Sharon, who will take sabbatical leave from The Shrewsbury and Telford Hospital NHS Trust from 30 November to 1 April 2018, said: “Like most people I had heard about Motor Neurone Disease but did not truly appreciate how devastating the effects of it can be and how quickly the disease can progress.

“In a matter of months my friend faced the daily challenges of fatigue, the inability to speak, difficulty with swallowing and eating, knowing that currently there is no cure for the illness.

“Despite the life changing effects on herself and her family she always has a smile on her face and is full of hope that one day there will be a cure. Immediately following her diagnosis she continued to live life to the full which included campaigning hard with the rest of her family to raise money for the Motor Neurone Disease Association. Unfortunately, her illness has progressed quite quickly but with the support of her family she continues to enjoy short walks or a ride in her wheelchair to enjoy the fresh air.

“I have been humbled and inspired by my friend and her family, despite her diagnosis they continued  to support others and each other through their campaigning and I would like to use this challenge as an opportunity to support them and other families affected by Motor Neurone Disease.”

The team have so far raised approximately £20,000 for the three charities.

To sponsor Sharon visit www.justgiving.com/fundraising/sharonmagrath-atlanticchallenge or for more information about the challenge visit www.atlanticladies.co (correct)

The race will start on December 12, 2017.

Did you know?

  • The race fleet will be spread out over hundreds of miles and the Atlantic Ladies must cross the Atlantic unsupported and be fully self-sufficient to ensure they are not disqualified. It is likely that we may not see another boat from within hours of the start until the finish line.

    The team – in their NoMan boat – during a 200 mile Mediterranean ‘training row’ from Ibiza to Barcelona.

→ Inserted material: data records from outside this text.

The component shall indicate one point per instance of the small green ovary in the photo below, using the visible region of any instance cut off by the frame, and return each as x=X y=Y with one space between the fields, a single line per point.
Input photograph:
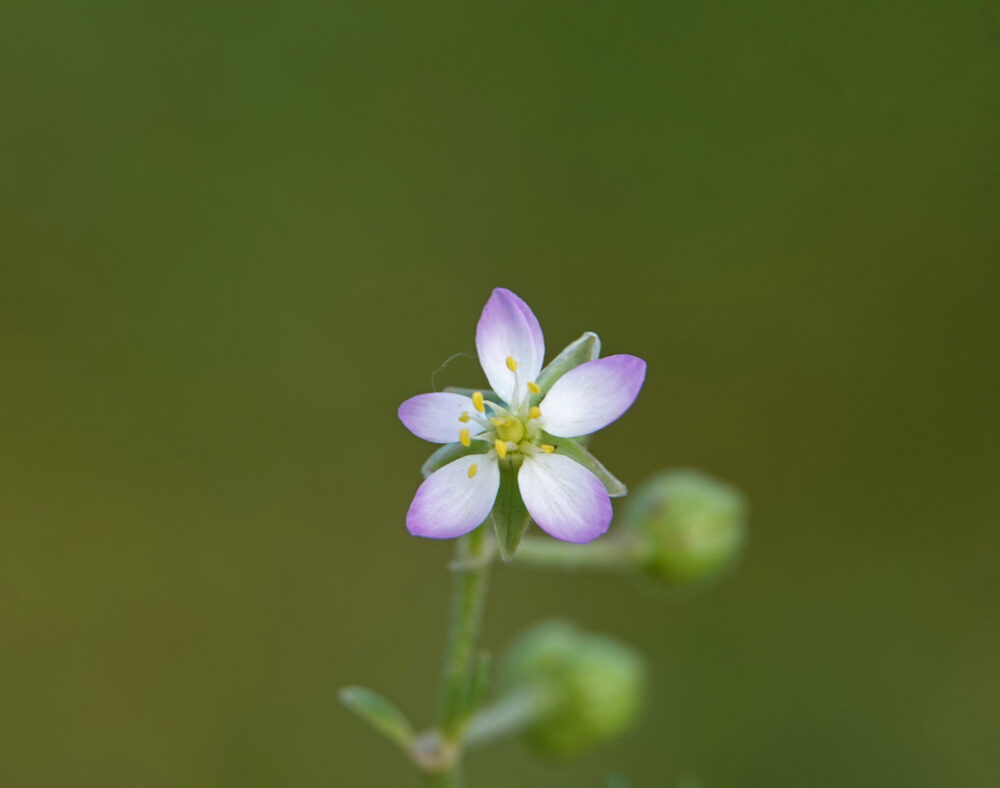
x=509 y=428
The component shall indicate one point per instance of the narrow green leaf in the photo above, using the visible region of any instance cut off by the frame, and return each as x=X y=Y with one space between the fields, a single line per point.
x=586 y=348
x=480 y=685
x=510 y=516
x=572 y=449
x=379 y=713
x=449 y=453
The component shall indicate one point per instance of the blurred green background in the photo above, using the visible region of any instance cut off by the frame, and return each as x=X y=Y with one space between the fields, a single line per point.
x=234 y=236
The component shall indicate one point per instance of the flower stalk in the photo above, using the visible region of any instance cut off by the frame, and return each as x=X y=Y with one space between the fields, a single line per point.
x=471 y=568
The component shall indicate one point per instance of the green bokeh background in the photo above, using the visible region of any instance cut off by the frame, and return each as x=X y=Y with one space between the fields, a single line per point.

  • The boat will be fitted with a machine that converts sea water into fresh water. They will use this to rehydrate dried rations for food.

  • The boat will contain enough food for 65 days. Despite each crew member aiming to take on 4,300 calories a day they expect to lose weight; up to 20 per cent of their body mass.

  • How will they go to the toilet? This is the question the Atlantic Ladies get asked the most. ‘Bucket and Chucket’ is an expression that many ocean-rowers use.

  • They will face storms, adverse weather condition and hunger and sleep deprivation; it will be the challenge of their lives.

  • By downloading an App called Yellow Brick Races you can regularly track the progress of the Atlantic Ladies.

  • Their boat, Poppy, built Justin Adkin of Sea Sabre, cost more £50,000.